Manufacturers need to assess the risks before they install networked-based control systems in their manufacturing plants, PA Consulting said.
Control system suppliers offer discounts to manufacturers to encourage them to install control devices with telephone, wireless or internet links, which can be maintained remotely.
But this can be a false economy if it opens up a manufacturing plant to attacks from computer viruses or hackers, said Justin Lowe, principal consultant at PA Consulting.
"Manufacturers need to examine the risks, examine their systems, identify the potential source of an attack, find out the impact of an attack and discover how they are putting themselves at risk," Lowe said.
However, securing control systems is far from straightforward. Simply plugging firewalls or anti-virus software designed for IT systems into a control system is not an option - the risks are too great.

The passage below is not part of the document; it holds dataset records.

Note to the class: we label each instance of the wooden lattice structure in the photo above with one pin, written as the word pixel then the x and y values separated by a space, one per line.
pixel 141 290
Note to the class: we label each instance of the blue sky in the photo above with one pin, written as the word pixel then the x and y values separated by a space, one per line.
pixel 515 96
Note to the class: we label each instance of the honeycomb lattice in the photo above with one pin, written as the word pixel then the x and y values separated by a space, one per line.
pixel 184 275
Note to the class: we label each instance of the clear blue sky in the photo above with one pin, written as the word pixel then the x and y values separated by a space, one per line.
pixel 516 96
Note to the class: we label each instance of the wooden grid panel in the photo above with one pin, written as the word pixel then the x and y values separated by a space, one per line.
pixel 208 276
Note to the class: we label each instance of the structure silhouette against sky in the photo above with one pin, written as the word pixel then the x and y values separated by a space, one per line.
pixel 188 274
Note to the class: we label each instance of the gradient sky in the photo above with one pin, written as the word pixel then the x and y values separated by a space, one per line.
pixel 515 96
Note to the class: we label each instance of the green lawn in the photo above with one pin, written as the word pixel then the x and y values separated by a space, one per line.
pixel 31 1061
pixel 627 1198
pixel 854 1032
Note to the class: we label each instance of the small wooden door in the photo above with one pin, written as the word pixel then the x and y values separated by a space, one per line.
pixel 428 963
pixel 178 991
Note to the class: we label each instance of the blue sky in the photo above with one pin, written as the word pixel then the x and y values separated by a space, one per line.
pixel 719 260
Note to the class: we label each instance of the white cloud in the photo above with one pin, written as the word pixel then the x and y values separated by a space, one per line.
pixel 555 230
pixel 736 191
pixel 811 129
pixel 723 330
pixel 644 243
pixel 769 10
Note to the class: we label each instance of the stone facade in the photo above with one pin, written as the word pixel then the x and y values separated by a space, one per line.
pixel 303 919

"There is one example of a security monitoring firm that did a network scan and crashed all the PCs in a production plant, causing millions of dollars of lost production. You need to be careful how these technologies are deployed," Lowe said.
Solving the problem requires process manufacturers to encourage plant engineers and IT staff to work together to develop security countermeasures.
"Many of the standard security technologies in IT can be used in control systems, but they need to be carefully monitored and designed. It is not just a case of putting in a standard IT solution," Lowe said.
A mixture of firewalls, virus protection, segregated networks and intrusion monitoring should protect process manufacturers from attack.
"You also need to train plant operators. Its not just a matter of throwing a firewall into a system," Lowe said.